Once they do get their act together with quality and safety, the key will then be marketing. Geely and Chery aren’t the best names (sarcasm alert) in reaching new audiences. Rather than throwing in hundreds of millions of advertising dollars trying to launch a new brand, purchasing established brands is a much easier way to reach that goal.

In this case, the Chinese have purchased a name that has some cachet with enthusiasts – DeTomaso. This marks the end of Italian businessman Mario Rossignolo’s ill-fated attempt at independent auto manufacturing.


He purchased the bankrupt company 2009 and set about implementing a plan that included three new models. Those three models were a crossover, sedan and sports car. He planned to sell 8,000 cars a year, 3,000 copies of each.

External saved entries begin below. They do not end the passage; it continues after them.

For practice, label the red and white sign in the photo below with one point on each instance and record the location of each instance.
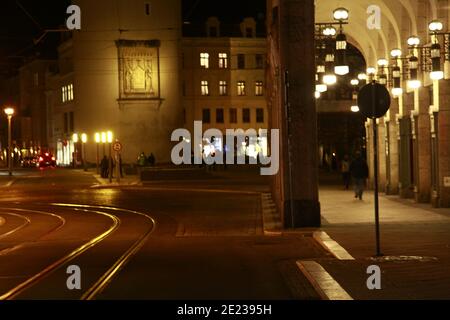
(117, 146)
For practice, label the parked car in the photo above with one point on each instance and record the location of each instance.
(29, 162)
(47, 160)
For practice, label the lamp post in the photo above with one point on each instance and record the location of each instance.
(103, 135)
(97, 141)
(75, 141)
(83, 149)
(109, 135)
(9, 113)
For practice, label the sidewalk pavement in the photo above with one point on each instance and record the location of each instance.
(5, 179)
(415, 242)
(126, 180)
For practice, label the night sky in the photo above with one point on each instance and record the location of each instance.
(23, 21)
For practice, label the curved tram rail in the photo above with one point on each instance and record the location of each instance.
(107, 277)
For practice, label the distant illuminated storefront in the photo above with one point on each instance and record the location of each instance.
(64, 152)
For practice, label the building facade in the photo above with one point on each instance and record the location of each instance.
(119, 73)
(224, 79)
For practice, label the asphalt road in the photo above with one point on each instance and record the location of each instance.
(190, 239)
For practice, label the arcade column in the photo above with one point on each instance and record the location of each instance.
(442, 161)
(292, 55)
(420, 130)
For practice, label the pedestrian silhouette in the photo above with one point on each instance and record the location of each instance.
(360, 172)
(104, 167)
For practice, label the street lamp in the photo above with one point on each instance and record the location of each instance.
(413, 82)
(97, 141)
(103, 142)
(436, 72)
(340, 14)
(75, 156)
(9, 113)
(83, 149)
(109, 136)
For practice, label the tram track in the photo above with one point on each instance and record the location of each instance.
(106, 277)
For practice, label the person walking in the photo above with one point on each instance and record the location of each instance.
(104, 167)
(359, 172)
(345, 170)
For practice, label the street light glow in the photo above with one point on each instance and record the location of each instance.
(354, 109)
(382, 62)
(413, 41)
(109, 134)
(395, 53)
(9, 111)
(435, 26)
(371, 70)
(340, 14)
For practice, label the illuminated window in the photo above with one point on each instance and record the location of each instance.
(205, 88)
(67, 93)
(36, 79)
(70, 92)
(241, 61)
(219, 115)
(206, 116)
(260, 115)
(223, 88)
(204, 60)
(64, 94)
(241, 88)
(223, 60)
(246, 115)
(258, 88)
(259, 58)
(233, 115)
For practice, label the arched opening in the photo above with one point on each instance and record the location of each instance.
(341, 131)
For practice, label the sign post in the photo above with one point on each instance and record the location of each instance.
(374, 101)
(117, 147)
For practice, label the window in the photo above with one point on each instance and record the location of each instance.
(67, 93)
(223, 88)
(233, 115)
(246, 115)
(204, 60)
(36, 79)
(64, 94)
(70, 92)
(259, 58)
(241, 61)
(66, 123)
(260, 115)
(219, 115)
(205, 88)
(213, 32)
(223, 60)
(258, 88)
(206, 116)
(241, 88)
(71, 122)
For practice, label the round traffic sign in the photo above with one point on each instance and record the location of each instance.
(374, 100)
(117, 146)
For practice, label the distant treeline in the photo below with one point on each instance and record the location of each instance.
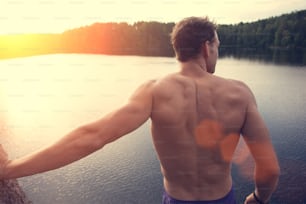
(153, 38)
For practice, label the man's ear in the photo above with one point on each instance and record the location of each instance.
(205, 49)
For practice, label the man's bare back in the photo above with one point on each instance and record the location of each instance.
(197, 119)
(185, 106)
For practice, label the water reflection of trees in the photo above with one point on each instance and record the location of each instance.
(276, 56)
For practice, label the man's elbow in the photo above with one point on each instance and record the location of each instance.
(91, 140)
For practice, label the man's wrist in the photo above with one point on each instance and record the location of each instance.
(259, 200)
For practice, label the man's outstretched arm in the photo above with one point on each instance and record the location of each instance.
(83, 140)
(256, 136)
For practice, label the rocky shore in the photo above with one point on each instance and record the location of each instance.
(11, 193)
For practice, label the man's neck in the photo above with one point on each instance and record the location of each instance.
(194, 68)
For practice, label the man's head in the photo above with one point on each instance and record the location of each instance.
(190, 35)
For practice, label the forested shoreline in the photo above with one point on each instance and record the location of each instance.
(285, 32)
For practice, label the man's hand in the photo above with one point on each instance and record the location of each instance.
(3, 162)
(250, 199)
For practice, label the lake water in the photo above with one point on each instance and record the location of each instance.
(44, 97)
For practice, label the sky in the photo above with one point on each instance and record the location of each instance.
(56, 16)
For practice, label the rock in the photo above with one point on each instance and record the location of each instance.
(11, 193)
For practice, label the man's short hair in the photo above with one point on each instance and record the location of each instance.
(189, 34)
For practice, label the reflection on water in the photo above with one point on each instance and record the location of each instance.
(275, 56)
(44, 97)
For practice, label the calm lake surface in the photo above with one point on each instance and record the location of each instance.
(44, 97)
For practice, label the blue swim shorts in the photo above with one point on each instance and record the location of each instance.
(228, 199)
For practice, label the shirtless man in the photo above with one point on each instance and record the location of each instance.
(197, 119)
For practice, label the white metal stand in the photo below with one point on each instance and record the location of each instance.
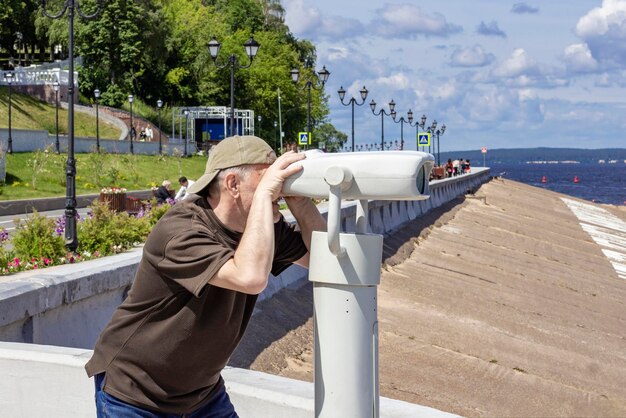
(345, 270)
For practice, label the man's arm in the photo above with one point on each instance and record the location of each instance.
(309, 219)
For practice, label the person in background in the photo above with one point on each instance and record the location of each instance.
(449, 168)
(163, 192)
(185, 183)
(203, 266)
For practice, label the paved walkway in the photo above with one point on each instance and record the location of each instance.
(502, 305)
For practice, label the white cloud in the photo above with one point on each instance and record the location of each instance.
(398, 81)
(407, 20)
(578, 59)
(474, 56)
(490, 29)
(604, 31)
(518, 64)
(521, 8)
(309, 22)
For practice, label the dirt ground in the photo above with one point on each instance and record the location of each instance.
(497, 304)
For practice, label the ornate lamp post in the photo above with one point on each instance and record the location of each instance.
(402, 121)
(186, 113)
(275, 126)
(252, 47)
(421, 124)
(56, 86)
(352, 102)
(96, 94)
(318, 84)
(131, 99)
(9, 79)
(439, 132)
(432, 130)
(382, 113)
(159, 107)
(69, 6)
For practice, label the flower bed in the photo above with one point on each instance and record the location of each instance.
(38, 241)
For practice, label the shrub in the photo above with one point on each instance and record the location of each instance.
(109, 232)
(36, 237)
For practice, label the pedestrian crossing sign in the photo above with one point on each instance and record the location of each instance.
(304, 138)
(423, 139)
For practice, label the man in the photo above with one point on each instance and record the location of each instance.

The DeTomaso Deauville/SLS was the first of these product lines, and it was revealed at the Geneva Motor Show in March 2011. Uninspiring, the Deauville is a Cadillac SRX-based model that was supposed to have Italian craftsmanship as its big selling point. The details of what went wrong aren’t exactly clear, but financing ran out. Late in December, we heard the Chinese “licensed” the Deauville. Now, word from Motor Authority is in that the company has been sold entirely. The buyer is Car Luxury Investment, an Italian outfit owned by Chinese investment company Hotyork.

Hotyork’s chairman Qui Kunjian said “we believe in the opportunity to develop all the valuable potential of the company.” We bet most of that potential comes down to the brand name. There isn’t any clues as to the company’s future plans – whether it will be a Chinese-only operation or if Hotyork has big plans for DeTomaso. The plan previously was for the Deauville to be built in Turin, Italy at a former Pininfarina plant. Given this announcement, that is unlikely to ever come to fruition.